Using a console, customers will be able to log in to provision servers from a resource pool, scale their purchases as needed, and Terremark promises adding new applications will be relatively simple. With purchase, Terremark intends to provide service level agreements, support and service for the underlying hardware and software. Enterprise Cloud includes Windows Server, Linux and Solaris support. Additional services like application monitoring and patch management for applications will cost extra, since Enterprise Cloud isn't fully managed.
Enterprise Cloud will offer computing power by the Gbyte or RAM and storage and the GHz of processing power billed as a lump sum at the beginning of a multi-month contract. That's unlike Amazon Web Services, which sells utility storage and compute cycles by Gbytes of storage and traffic as well as the number of requests.

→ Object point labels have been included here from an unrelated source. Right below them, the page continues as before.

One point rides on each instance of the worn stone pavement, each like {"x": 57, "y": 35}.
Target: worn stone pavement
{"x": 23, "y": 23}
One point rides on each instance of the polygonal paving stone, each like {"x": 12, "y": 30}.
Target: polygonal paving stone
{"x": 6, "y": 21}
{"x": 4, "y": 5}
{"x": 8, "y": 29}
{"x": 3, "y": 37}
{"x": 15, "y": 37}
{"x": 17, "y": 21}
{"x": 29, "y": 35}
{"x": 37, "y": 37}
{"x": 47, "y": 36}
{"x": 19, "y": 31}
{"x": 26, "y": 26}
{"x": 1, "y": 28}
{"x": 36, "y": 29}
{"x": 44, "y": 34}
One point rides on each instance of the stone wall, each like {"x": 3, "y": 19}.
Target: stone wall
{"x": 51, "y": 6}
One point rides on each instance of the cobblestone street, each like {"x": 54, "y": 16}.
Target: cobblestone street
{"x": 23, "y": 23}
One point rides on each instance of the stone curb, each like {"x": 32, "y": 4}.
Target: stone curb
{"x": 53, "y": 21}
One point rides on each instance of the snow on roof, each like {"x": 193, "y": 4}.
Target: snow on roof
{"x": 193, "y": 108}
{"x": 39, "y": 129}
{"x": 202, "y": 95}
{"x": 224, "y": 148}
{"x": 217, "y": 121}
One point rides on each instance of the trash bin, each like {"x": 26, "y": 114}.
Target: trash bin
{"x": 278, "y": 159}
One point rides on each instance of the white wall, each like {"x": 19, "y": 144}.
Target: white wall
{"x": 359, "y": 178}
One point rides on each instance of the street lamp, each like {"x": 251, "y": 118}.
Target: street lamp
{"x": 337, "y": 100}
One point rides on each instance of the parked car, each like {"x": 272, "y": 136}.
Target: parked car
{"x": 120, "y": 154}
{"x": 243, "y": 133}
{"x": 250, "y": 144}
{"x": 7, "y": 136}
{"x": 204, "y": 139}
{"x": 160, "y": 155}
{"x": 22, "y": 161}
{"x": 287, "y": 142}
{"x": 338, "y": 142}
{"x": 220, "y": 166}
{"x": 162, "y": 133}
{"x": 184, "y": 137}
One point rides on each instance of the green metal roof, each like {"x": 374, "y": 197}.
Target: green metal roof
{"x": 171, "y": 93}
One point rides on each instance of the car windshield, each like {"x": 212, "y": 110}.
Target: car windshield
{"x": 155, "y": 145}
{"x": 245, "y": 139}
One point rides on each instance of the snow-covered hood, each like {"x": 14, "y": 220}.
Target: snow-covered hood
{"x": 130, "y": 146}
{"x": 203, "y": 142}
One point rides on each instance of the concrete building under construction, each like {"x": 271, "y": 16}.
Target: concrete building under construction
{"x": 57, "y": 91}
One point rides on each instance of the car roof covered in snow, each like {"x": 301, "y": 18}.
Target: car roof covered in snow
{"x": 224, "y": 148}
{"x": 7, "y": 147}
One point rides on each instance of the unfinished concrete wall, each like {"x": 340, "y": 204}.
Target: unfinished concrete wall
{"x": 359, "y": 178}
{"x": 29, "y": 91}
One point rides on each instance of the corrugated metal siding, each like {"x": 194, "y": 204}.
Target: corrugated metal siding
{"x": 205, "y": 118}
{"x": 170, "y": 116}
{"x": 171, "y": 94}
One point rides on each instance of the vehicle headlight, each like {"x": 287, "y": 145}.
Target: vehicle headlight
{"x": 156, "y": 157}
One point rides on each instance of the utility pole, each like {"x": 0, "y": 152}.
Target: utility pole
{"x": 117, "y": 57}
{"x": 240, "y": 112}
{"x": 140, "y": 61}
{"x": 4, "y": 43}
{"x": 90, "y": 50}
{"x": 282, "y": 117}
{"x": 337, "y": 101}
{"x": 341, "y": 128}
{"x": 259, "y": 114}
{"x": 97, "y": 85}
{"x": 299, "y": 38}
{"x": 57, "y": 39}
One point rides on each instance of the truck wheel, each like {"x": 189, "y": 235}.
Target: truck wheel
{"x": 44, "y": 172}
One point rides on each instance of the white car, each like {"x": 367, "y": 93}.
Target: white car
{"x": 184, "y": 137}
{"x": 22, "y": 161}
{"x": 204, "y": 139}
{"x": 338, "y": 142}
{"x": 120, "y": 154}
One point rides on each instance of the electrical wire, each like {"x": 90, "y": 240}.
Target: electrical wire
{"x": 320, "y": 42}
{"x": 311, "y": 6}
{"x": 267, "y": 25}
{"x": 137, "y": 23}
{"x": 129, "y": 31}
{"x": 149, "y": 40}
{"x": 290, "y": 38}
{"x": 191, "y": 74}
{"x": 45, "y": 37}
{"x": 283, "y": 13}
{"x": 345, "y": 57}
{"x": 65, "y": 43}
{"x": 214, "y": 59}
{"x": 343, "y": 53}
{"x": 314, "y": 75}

Also unlike Amazon Web Services, Enterprise Cloud will set aside a dedicated bank of servers rather than relying on a multi-tenant architecture.
"The concept might be the cloud, but sometimes enterprises might say, hey, I want my cloud in your west coast data center," Terremark chief marketing officer Simon West said in an interview.
West said he believes hosting companies like Terremark are actually better suited than traditional application companies to take on utility computing or compute cycles as a service.
"Customers have complex or custom applications, and they're going to be expecting a certain amount of control and choice about the networks to which they connect and the geography," he said. "Application companies are getting into it at a fairly prescribed level."